Over 50% of the world population lack full coverage for essential health services and 12% spend over 10% of household income on medical care. Given the context, UHC aims to provide a range of essential medical care services that are accessible, affordable and ensure financial protection for all.

Contrary to the wide perception, UHC does not mean free medical care for all possible health interventions. It is, however, inclusive of legislation and governance at the highest level, supported by health financing, skilled and qualified human resource, medical, diagnostic and pharmaceutical care, health innovation and technologies, and quality assurance mechanisms. 

Essential to the UHC is PHC, which is the first step towards ensuring health and well-being for all. PHC remains a proven, equitable, efficient and effective strategy to deliver the universal fundamental right of holistic health for everyone without stigma and discrimination.

PHC in India

Adapting to the evolved understanding of PHC, the Health and Wellness Centres (HWCs) under the ambit of the Ayushman Bharat programme are providing services directed towards the achievement of holistic health. Along with the traditional PHC services, the HWCs include non-communicable diseases management; ophthalmic and ENT care, geriatric care, emergency medical services for burns and trauma, and mental healthcare.

Proper implementation and robust PHC services will take India closer to achieve health-related SDGs. On the one hand, the comprehensive PHC system will reduce dependency on secondary and tertiary care, reduce the country’s disease burden and reduce expenditure on countering diseases; on the other hand, it will increase job opportunities, better overall health of the nation, and contribute to economic growth. Most significantly, while providing equal access to quality healthcare across social strata, the system will prevent people from plunging into poverty due to out-of-pocket expenses.

While the government decision of transforming PHC centres into HWCs, followed by a NHPS, is a step in the right direction, the transformation in the healthcare scenario will require considerable administrative willingness and effort.

Over 68% people are based in rural areas that face acute shortage of healthcare facilities. The healthcare workforce is far from being adequate, with 1:921 doctor-patient ratio, while the country is short of an estimated 1.94 million nurses. In terms of facilities, India has around 0.9 beds per 1,000 people. There are around 25,650 PHC centres across India, with 61% of them having only one doctor each and around 7.6% PHCs having none.

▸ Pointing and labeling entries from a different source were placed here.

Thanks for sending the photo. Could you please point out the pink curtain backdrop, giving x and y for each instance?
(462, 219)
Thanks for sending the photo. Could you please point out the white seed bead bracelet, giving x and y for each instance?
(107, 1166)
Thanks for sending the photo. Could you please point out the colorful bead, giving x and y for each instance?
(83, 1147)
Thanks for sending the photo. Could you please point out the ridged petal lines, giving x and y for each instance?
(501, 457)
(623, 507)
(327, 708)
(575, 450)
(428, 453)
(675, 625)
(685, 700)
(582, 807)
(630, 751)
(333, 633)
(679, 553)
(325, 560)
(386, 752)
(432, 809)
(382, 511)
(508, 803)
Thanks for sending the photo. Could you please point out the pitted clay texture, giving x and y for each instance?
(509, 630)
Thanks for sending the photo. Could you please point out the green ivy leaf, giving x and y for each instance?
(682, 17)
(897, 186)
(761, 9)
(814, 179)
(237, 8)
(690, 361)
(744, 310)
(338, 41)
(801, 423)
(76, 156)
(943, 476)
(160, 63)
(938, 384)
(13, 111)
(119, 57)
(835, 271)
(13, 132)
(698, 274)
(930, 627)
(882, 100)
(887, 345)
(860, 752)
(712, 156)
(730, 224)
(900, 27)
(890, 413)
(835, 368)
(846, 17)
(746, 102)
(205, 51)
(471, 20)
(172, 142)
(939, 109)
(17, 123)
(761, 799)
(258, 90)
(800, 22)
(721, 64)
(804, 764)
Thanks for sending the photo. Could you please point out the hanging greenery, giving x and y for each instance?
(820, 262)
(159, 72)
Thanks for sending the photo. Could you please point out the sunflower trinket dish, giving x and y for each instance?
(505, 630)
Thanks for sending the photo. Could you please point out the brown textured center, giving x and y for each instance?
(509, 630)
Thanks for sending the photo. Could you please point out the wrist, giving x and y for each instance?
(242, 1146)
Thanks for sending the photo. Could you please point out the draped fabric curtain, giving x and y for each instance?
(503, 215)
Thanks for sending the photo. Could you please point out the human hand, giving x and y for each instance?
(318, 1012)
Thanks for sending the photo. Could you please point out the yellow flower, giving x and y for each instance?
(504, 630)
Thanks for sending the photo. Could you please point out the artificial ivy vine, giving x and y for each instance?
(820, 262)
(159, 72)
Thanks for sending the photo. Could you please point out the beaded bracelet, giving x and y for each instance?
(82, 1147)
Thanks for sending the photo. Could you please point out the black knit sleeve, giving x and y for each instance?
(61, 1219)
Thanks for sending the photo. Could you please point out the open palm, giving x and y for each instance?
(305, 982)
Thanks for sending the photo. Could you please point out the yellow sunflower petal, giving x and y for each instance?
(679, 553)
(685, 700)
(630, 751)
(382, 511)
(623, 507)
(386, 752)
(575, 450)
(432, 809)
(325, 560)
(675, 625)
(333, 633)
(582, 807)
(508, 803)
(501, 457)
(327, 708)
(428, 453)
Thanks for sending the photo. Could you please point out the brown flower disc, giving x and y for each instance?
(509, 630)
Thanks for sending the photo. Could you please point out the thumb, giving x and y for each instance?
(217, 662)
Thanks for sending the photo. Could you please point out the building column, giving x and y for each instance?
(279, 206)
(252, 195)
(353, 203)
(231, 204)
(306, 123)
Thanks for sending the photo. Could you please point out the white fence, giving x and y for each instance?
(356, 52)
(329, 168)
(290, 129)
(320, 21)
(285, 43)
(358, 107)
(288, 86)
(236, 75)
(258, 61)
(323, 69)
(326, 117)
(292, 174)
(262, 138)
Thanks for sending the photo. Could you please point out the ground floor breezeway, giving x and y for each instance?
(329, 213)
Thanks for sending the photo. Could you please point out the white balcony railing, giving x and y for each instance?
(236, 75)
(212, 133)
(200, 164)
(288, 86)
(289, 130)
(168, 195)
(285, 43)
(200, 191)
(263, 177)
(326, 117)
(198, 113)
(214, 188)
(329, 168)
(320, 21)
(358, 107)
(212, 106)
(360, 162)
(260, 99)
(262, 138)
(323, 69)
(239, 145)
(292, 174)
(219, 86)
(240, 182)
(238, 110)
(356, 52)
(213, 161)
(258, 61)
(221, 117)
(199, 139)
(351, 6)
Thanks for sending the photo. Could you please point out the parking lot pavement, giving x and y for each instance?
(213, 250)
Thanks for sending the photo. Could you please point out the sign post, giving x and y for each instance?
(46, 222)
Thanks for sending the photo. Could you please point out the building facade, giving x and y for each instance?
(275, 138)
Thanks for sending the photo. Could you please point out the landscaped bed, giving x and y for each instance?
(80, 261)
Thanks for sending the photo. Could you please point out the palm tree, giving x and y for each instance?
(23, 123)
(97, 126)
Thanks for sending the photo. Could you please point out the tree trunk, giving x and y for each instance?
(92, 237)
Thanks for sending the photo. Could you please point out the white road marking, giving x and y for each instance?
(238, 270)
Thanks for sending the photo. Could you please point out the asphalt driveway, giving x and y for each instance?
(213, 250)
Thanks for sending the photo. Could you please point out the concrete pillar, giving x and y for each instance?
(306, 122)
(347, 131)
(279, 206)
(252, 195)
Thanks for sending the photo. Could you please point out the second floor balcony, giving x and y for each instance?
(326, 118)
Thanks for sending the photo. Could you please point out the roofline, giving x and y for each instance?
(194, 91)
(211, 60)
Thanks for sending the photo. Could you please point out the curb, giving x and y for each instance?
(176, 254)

It is important that adequate steps be taken so that the HWCs do not meet the same fate as that of the PHC centres. The fundamental principles of health system strengthening are being addressed to make this a reality. There are six pillars of health systems strengthening needed to build a robust healthcare system.

• Health governance. Investing in health governance is to ensure that a transparent and accountable system is developed, which has multiple stakeholder participation for stronger health advocacy at various regional and community levels.

• Health information is needed for the creation of evidence-based decision-making culture, furthered by improved approaches and tools, and which ultimately support strategic and incremental improvement of integrated health information systems. Demographic health surveys, civil registrations and vital statistics, district health information systems are some of the tools used.

• Health finance. The institution of preferential public financing, increasing of public and private resources for shared goals, and incentivising private sector investment in health via philanthropy or shared value creation of public-private partnerships are some of the ways through which a robust health financing structure can be built.

• A robust service delivery mechanism includes setting up of quality, coordinated delivery of essential and evidence-based health services and developing and implementing cost-effective essential health services. 

• Healthcare workforce. The creation of strong human resource is essential for strengthening health system. Conceiving and implementing effective models of imparting health education and ensuring skill training competence are important steps in building a strong health workforce.   

• Supply chain strengthening is crucial for healthcare systems as it ensures continuous delivery of quality healthcare commodities and products, such as medicines, equipment, etc. Technology-enabled logistic information management system is playing a key role in efficient and smooth services at primary, secondary and tertiary care level.